The rhombic dodecahedron's long diagonals define the octahedron of the paired IVM, while the short diagonals define the cube connecting the two remaining alternative IVMs.

Remember the negative basis rays of any Quadray Tetrahedron are its dual complement, at the center of our cube, and therefore our rhombic dodecahedron which embraces an IVM ball.  That's how to picture your origin then.  Imagine two Quadray Tetrahedrons making the Stella Octangula with its tips reaching to the voids of alternate IVMs.  The octahedral voids are further away, at the dual octahedron's tips, at six locations (that's six in addition to this four-and-four of the Quadray star, for the 14 corners of the rhombic dodecahedron, dual of the cuboctahedron).

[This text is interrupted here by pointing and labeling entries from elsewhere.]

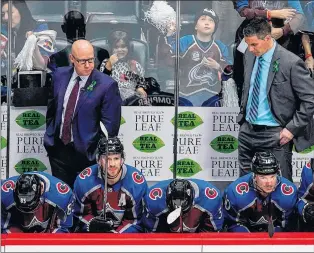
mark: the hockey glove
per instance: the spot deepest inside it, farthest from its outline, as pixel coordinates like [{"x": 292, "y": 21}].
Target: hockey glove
[
  {"x": 308, "y": 214},
  {"x": 100, "y": 225}
]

Now linear combinations of {2, 1, 1, 0} i.e. vector additions of however many such vectors, grabbing any of the 12 at random, with as many iterations as we like, keeps us to the IVM ball centers of a single IVM.  What's maybe strange here is the length of those basis vectors, which use for unit some length we mostly don't need as such.  R=1 or R=0.5 vis-a-vis the IVM balls will suit our needs more often.  The basis vectors simply delimit the four quadrants of the home base tetrahedron, each rated at one fourth of unit volume.